One other thing, I have taken the name rail apart to give it a good clean (vinegar, soap, baking soda). It is clean but there are some ugly spots that I can't get rid of (see picture). Would anyone have a recommendation on how to go about this? I'm not sure I can get rid of them. I Have read on the forum that a member used aluminium paint when restoring and Mk1 name rail. What do you say ? Worth the trouble or live with it ?

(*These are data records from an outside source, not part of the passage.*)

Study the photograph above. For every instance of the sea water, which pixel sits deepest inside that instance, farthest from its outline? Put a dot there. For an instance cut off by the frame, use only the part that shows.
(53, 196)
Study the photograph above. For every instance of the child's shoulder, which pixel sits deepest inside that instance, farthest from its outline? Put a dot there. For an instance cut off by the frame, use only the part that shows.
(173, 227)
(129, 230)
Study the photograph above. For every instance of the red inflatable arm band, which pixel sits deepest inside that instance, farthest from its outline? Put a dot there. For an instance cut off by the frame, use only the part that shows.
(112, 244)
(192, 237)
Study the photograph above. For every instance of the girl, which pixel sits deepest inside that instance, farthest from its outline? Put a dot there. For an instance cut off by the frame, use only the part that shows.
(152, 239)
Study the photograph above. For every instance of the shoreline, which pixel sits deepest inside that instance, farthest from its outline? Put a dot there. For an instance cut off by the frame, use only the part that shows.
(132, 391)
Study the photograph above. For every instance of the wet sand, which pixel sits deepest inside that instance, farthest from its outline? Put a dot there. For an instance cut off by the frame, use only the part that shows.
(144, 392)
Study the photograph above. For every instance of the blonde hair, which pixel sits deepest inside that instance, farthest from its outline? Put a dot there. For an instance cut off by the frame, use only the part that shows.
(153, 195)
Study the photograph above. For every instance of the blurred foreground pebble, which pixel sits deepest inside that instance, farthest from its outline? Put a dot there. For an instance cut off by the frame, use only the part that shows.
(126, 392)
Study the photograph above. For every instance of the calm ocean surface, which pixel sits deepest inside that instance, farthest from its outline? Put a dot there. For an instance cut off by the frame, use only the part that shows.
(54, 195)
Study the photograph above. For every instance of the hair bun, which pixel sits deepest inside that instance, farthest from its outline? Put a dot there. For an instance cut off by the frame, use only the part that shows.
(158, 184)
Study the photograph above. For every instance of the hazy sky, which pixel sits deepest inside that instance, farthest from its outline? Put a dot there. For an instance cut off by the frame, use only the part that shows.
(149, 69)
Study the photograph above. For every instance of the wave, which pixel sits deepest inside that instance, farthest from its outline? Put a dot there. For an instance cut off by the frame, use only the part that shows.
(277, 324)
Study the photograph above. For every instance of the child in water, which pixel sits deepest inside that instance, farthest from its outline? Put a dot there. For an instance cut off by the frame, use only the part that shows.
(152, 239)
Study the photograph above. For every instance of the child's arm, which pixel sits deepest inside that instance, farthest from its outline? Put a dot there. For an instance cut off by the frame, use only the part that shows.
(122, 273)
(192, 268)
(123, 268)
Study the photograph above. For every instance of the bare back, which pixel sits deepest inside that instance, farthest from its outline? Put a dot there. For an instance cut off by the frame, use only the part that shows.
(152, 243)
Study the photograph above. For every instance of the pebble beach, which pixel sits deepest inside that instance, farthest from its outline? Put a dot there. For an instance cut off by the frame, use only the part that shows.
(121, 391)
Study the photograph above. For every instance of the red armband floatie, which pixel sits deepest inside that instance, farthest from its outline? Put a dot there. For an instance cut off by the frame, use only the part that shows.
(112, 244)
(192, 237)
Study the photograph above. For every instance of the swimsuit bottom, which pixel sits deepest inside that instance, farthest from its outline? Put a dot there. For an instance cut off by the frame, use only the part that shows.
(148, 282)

Anyway, thanks a lot for your help/opinion/advice. Really looking forward to receiving all the parts and getting the job done, so I can give this baby the love it deserves.

Cheers,

f







spave

QuoteI have noticed it corresponds to the damper module for keys 56 to 67.
What I don't understand is that the damper module for the next octave is identical (same part number) but it does not make that noise... Weird, isn't it ?
Does any of you have an idea what might be going on here ?

Posting a video or audio clip might help in figuring out the noise issue. It does seems like the damper module might be the problem though.

QuoteOne other thing, I have taken the name rail apart to give it a good clean (vinegar, soap, baking soda). It is clean but there are some ugly spots that I can't get rid of (see picture). Would anyone have a recommendation on how to go about this? I'm not sure I can get rid of them. I Have read on the forum that a member used aluminium paint when restoring and Mk1 name rail. What do you say ? Worth the trouble or live with it ?

I'd say leave the spots. They don't seem too bad and probably aren't worth the trouble to fix.
1969 KMC Home Rhodes Prototype
1971 Suitcase Fender Rhodes
1977 Wurlitzer 270

FG

Hey there. Thanks for the answer.

I actually decided to live with it.
The noise is not so bad. I guess this is also due to the wood core hammers.
I have two other Rhodes in the studio at the moment. Noise levels of the action are comparable.
As for the spots, no biggie. It looks great as is.

Anyway im am really happy with it. Great tone and action feels good.
I have probably tried 10 different voicings, ahah.. i guess some of you can relate.
Now i decided to stop tweaking and just play for a few weeks.


karst

So one thing to look at is if the damper arms are slapping against the hammer head. that might be as simple as the damper module isn't mounted as far back as it should be and that's why the tips of the damper are hitting the hammer head as it comes up, making that loud click.

when I first encountered this I took a slow motion video with my phone to make sure that was the cause of the noise, as it's hard to catch at normal speed.

I've also just cut 1-2mm off the tip of a given damper arm's steel (not clipping the felt) to give the hammer a little extra clearance and that worked nicely, but the fact that it's the whole module makes me think that shouldn't be necessary.

BlakeHardin

As for your noise, you could also check the felt washers under your keys. If they are hard they could be causing extra noise.